Smart Pointers

A pointer is a general concept for a variable that contains a memory address. This address refers to, or “points at,” some other data. While pointers are a powerful feature, they can also be a source of bugs and security vulnerabilities. For example, a pointer can reference an unassigned memory cell, which means that attempting to access the data at that address would cause the program to crash, making it unprovable. To prevent such issues, Cairo uses Smart Pointers.

Smart pointers are data structures that act like a pointer, but also have additional metadata and capabilities. The concept of smart pointers isn’t unique to Cairo: smart pointers originated in C++ and exist in other languages like Rust as well. In the specific case of Cairo, smart pointers ensure that memory is not addressed in an unsafe way that could cause a program to be unprovable, by providing a safe way to access memory through strict type checking and ownership rules.

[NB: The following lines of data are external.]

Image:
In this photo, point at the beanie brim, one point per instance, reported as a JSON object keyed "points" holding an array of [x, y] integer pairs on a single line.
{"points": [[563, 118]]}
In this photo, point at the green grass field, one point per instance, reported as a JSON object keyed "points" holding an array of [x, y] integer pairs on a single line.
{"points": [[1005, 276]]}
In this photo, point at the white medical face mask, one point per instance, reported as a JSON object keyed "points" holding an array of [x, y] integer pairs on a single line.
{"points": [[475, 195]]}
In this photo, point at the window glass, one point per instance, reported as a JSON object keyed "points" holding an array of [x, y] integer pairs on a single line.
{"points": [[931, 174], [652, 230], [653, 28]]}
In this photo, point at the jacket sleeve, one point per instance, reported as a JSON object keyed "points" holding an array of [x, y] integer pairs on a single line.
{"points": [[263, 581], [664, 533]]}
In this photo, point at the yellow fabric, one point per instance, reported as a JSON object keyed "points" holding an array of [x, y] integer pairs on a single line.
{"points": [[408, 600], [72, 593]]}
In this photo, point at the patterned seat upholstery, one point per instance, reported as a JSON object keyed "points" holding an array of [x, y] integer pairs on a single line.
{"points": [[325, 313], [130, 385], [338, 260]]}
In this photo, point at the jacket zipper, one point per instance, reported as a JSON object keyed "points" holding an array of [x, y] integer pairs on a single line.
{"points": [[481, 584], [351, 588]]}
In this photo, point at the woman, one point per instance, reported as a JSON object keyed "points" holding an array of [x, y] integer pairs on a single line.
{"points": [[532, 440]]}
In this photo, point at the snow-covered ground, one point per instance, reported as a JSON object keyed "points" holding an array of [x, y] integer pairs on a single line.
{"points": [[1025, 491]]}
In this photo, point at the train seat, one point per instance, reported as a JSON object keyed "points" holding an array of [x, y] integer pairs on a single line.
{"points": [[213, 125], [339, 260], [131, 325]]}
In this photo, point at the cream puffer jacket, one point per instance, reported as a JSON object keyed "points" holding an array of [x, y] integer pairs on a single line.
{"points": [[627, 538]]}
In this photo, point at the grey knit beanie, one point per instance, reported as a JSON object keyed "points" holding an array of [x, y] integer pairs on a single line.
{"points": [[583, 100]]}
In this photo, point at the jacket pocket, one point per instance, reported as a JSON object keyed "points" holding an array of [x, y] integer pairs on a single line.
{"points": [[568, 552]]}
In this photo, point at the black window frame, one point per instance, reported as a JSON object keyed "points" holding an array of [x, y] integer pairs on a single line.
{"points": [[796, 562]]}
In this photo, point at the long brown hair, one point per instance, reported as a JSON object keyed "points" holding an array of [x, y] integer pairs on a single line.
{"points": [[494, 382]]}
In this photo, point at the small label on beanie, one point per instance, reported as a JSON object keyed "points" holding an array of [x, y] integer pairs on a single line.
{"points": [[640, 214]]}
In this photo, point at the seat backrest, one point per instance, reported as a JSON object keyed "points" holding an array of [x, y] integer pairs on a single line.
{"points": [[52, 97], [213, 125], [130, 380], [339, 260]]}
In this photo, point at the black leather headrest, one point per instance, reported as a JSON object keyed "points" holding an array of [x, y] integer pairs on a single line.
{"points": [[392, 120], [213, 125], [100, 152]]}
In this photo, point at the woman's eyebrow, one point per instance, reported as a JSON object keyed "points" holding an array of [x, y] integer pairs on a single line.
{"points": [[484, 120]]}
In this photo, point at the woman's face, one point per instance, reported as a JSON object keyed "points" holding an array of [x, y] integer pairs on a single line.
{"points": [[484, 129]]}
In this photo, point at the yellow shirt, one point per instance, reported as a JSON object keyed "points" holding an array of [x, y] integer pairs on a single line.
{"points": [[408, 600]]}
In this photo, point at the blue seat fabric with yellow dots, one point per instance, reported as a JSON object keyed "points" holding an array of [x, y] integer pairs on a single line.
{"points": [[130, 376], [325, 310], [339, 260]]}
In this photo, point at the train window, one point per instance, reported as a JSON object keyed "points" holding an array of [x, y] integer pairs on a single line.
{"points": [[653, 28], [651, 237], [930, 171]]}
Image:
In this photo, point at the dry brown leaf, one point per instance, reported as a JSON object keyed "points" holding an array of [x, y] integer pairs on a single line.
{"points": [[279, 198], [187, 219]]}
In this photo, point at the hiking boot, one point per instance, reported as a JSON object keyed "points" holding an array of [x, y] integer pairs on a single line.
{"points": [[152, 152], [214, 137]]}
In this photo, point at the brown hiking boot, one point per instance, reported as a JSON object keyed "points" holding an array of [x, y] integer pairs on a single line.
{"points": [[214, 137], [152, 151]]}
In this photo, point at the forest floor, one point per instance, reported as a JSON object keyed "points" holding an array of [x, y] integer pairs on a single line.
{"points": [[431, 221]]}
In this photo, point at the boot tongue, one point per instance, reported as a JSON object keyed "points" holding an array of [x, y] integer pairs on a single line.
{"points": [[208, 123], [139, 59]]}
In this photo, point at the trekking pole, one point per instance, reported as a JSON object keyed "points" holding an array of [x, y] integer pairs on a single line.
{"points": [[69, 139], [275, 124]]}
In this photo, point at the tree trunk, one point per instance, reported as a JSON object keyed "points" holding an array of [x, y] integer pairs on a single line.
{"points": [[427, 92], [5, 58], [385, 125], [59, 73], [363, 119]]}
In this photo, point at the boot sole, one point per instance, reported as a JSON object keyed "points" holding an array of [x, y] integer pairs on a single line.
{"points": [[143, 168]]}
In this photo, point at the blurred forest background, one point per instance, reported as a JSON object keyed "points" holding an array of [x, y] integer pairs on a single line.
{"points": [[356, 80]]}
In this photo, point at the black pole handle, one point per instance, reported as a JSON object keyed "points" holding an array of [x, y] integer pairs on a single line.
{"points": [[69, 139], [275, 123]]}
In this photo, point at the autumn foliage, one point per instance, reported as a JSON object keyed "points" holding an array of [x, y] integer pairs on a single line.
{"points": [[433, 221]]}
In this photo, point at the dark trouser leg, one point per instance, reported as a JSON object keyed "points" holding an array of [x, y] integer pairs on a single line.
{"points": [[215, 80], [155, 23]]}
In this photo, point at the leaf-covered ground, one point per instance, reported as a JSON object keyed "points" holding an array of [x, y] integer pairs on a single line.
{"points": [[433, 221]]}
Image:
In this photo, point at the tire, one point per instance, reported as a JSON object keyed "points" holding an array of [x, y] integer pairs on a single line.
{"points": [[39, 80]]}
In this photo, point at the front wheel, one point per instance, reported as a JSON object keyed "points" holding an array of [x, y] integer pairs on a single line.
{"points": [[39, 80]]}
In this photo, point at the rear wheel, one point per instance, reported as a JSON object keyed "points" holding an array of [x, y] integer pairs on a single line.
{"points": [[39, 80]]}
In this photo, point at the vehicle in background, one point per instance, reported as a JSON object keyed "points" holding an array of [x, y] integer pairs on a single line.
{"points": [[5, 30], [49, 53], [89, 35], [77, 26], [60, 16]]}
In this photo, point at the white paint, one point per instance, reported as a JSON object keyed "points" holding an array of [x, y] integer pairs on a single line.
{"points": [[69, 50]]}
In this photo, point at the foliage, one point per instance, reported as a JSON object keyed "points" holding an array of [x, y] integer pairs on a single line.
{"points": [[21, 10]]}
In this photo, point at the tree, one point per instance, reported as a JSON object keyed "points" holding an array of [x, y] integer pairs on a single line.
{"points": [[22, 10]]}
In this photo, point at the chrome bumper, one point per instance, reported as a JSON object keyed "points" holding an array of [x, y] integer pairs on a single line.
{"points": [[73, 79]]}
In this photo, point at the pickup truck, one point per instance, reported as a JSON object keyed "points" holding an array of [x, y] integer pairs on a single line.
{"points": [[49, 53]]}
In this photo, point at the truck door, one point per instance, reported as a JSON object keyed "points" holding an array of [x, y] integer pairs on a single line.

Though we didn’t call them as such at the time, we’ve already encountered a few smart pointers in this book, including Felt252Dict<T> and Array<T> in Chapter 3. Both these types count as smart pointers because they own a memory segment and allow you to manipulate it. They also have metadata and extra capabilities or guarantees. Arrays keep track of their current length to ensure that existing elements are not overwritten, and that new elements are only appended to the end.

The Cairo VM memory is composed by multiple segments that can store data, each identified by a unique index. When you create an array, you allocate a new segment in the memory to store the future elements. The array itself is just a pointer to that segment where the elements are stored.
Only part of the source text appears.